Sharp readers may be wondering whether I am assuming heterosexuality to be ‘normal’, especially when I suggest that friends of the same sex might already be regular sleep-together-ers. On the contrary, I think homosexuality and bi-sexuality have a lot to add to this discussion.

I don’t have much time for stereotypes such as ‘homosexuals are more promiscuous’. But I do suspect that when people have already had to wade (or fight) through a certain amount of ‘traditional’ morality to find out where their own sexuality lies, they have often learnt to take that morality with a pinch of salt. I think it’s easier for heterosexuals to get into a relationship and then just stay there indefinitely, for better or worse, because society tells us all that this is normal. Being normal doesn’t appeal to everyone, but it does make life a lot easier, and all creatures are lazy.

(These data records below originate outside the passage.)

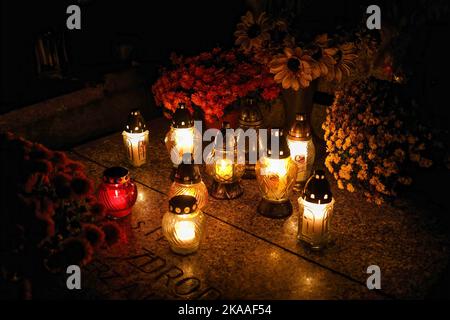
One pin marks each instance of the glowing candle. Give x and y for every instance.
(117, 192)
(224, 169)
(188, 181)
(183, 224)
(223, 166)
(302, 148)
(185, 231)
(135, 139)
(182, 137)
(275, 174)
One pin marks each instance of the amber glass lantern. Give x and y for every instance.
(135, 139)
(183, 224)
(275, 174)
(188, 181)
(316, 209)
(251, 119)
(182, 137)
(302, 149)
(223, 166)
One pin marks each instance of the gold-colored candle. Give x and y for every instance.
(183, 224)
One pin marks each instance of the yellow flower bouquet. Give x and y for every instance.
(371, 143)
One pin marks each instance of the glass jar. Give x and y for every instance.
(182, 137)
(316, 210)
(302, 149)
(275, 175)
(135, 139)
(223, 166)
(117, 192)
(183, 224)
(250, 121)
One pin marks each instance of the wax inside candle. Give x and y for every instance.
(185, 231)
(224, 168)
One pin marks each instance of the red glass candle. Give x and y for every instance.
(117, 192)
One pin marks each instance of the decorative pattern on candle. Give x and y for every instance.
(183, 224)
(136, 147)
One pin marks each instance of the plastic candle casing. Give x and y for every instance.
(188, 181)
(183, 224)
(182, 137)
(223, 166)
(251, 119)
(302, 148)
(135, 139)
(316, 209)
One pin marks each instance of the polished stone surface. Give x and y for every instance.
(245, 255)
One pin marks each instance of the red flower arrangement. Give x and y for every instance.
(213, 81)
(49, 217)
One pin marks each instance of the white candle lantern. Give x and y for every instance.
(135, 139)
(302, 149)
(316, 209)
(188, 181)
(182, 137)
(183, 224)
(275, 175)
(223, 166)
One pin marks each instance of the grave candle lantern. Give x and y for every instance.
(223, 166)
(251, 119)
(275, 174)
(135, 139)
(316, 209)
(117, 192)
(183, 224)
(182, 137)
(302, 149)
(188, 181)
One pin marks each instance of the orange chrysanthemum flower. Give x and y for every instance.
(292, 69)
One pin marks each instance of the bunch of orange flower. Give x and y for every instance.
(293, 65)
(212, 81)
(370, 143)
(50, 218)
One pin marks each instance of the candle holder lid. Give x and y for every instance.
(182, 117)
(301, 129)
(188, 172)
(116, 175)
(183, 204)
(136, 122)
(250, 116)
(317, 189)
(277, 138)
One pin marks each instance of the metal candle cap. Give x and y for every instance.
(317, 189)
(188, 173)
(277, 137)
(136, 122)
(183, 204)
(116, 175)
(301, 129)
(182, 117)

Bisexual, homosexual and heterosexual are all labels that we would not need to use if we were genuinely free to love, have sex with, and sleep with whoever we wanted. We do not need to identify as bisexual simply so that the correct group of potential sexual partners can identify us as potential sexual partners. We identify as bisexual in the hope that other people will not get confused by our behaviour and harass or intimidate us for not being what they thought we were.

Once society really gets that many people are not straight, we will be far less likely to assume that friends of the same sex are never going to be sexually attracted to us. When that finally sinks in, perhaps we will be less likely to assume that friends of the opposite sex are going to be sexually attracted to us as soon as we step into their personal space. Will we live to see that day? You decide.